Gestern Abend schlug mein Mann vor, dass wir doch mal wieder ein Spiel spielen könnten. Seine Vorschläge: ein Strategie- und ein Beziehungsspiel – da es auch unser Jubiläumstag war, entschied ich mich für letzteres.

Schon beim Lesen der Regeln war klar: dieses Spiel ist durch und durch heteronormativ (ER tut das, SIE tut jenes).
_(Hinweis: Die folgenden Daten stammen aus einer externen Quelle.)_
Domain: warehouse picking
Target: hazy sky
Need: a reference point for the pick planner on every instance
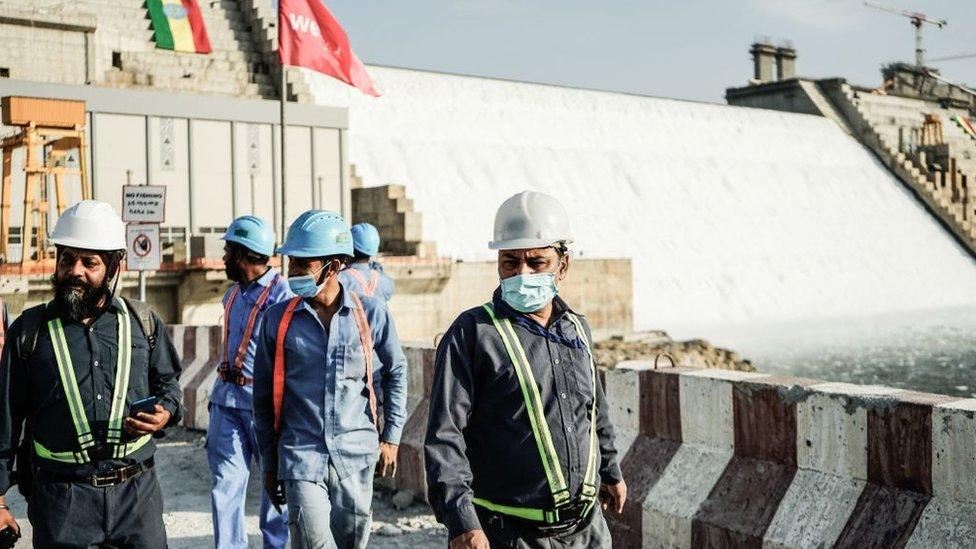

Das ist nicht toll, aber für unsere Zwecke ja OK. Als wir dann jedoch so nach und nach die geschlechtergetrennten Aufgaben der Kategorien Beziehung, Wissen und Sinnlichkeit vorlasen, platzte mir bald die Hutschnur.

Seine Aufgaben an mich aus der Kategorie Sinnlichkeit waren z.B.:

  • Lecke meinen Daumen so, als ob er ein Eis wäre.
  • Streichle meinen Körper von Kopf bis Fuß so sinnlich wie möglich.
  • Mach mich so an, dass ich dich lieben möchte.
  • Womit könntest du mir jetzt eine große Freude machen?
  • Berühre mit deiner Zunge so sinnlich wie möglich meine Lippen.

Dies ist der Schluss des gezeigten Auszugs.